Women and men in cinema are imaginary constructs created by filmmakers and their audiences. The film-psychoanalytic approach reveals how movies subliminally influence unconscious reception. On the other hand, the movie is embedded in a cultural tradition: Jean Cocteau‘s film La Belle et la Bête (1946) takes up the classic motif of the animal groom from the story of Cupid and Psyche in Apuleius’ The Golden Ass (originally a tale about the stunning momentum of genuine female desire), liberates it from its baroque educational moral (a girl's virtue and prudence will help her to overcome her sexual fears), and turns it into a boyhood story: inside the ugly rascal there is a good, but relatively boring prince – at least in comparison to the monsters of film history.

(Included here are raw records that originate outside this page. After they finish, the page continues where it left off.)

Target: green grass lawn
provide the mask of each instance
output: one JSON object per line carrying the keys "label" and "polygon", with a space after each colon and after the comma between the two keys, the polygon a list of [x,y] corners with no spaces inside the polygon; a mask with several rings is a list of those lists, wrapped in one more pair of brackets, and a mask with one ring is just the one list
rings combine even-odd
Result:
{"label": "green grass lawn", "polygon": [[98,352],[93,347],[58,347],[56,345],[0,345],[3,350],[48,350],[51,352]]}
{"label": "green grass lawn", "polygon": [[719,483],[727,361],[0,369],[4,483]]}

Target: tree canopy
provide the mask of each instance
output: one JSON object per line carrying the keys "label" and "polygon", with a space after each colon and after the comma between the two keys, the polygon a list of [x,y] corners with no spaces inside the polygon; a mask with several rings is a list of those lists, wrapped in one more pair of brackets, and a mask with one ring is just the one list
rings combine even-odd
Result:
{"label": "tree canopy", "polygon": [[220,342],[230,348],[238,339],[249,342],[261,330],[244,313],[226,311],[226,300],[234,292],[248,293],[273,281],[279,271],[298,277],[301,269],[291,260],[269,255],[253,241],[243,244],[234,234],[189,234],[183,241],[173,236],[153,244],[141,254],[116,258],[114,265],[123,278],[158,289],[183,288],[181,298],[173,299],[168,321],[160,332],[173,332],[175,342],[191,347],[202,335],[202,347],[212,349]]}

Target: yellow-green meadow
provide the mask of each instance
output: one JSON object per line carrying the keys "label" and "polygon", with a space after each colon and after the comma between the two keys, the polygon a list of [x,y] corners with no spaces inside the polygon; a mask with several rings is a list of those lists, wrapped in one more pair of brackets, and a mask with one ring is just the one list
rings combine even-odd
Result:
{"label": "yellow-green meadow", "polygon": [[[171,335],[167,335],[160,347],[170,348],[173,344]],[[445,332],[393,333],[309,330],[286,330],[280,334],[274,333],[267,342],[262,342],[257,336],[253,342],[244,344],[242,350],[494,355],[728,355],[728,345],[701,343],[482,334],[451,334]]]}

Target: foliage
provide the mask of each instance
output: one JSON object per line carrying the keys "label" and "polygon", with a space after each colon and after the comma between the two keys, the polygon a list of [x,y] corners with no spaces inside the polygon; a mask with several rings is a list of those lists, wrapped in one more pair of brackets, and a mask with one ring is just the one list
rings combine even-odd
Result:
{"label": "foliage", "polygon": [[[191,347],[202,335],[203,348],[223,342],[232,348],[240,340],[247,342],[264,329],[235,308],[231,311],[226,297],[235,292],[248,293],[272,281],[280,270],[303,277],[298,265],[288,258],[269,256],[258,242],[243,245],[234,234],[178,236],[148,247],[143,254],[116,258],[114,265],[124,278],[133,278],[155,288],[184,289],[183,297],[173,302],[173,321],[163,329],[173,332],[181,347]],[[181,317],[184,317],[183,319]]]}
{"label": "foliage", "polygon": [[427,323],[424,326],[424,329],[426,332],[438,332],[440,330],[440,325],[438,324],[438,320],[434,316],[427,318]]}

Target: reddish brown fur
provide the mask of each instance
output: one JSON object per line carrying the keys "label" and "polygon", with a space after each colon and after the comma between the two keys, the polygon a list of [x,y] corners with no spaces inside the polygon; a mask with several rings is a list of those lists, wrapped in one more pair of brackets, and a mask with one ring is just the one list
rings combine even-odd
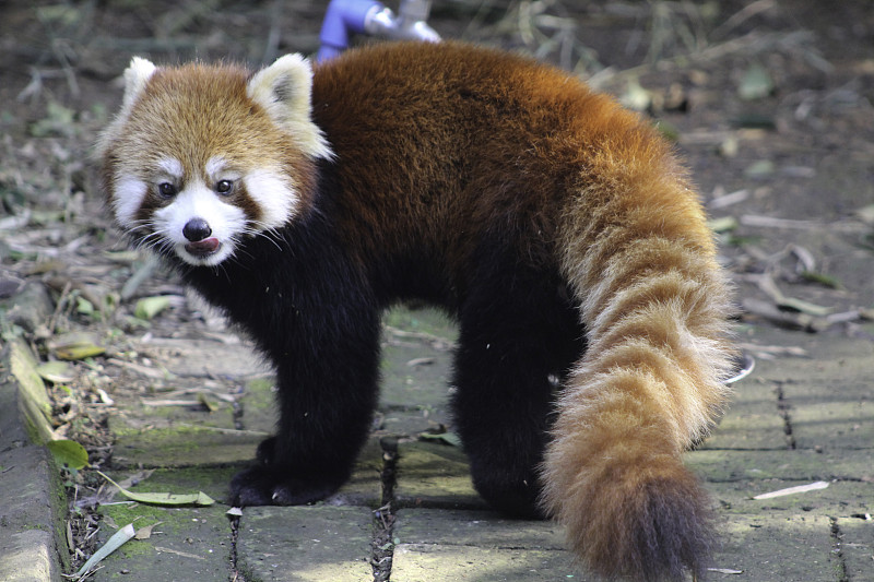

In the seventy years since it was made, La Belle et la Bête has inspired numerous interpretations and has been employed by theorists of all genres and interests. In this book, Andreas Hamburger and other contributors consider its background, content, and reception, and explore the impact Cocteau has on our perceptions of beauties and beasts.
Introducing the monster as a suffering person, Cocteau’s film reacts to the disturbing experience of World War II and the Holocaust. It questions hegemonial masculinity, designing a poetic, hallucinatory attempt at healing for a traumatized generation. Moreover, it addresses female and male adolescent development. Its deliberately incredible finale ironically portrays traditional constructs of femininity and masculinity, thus going beyond the scope of a compensatory fairy tale.
About the Author:
Andreas Hamburger is a Professor of Psychology at the International Psychoanalytic University, Berlin, and a psychoanalyst who writes on literature, film, and psychoanalysis, among other topics. He is a member of the Munich Work Group on Film and Psychoanalysis.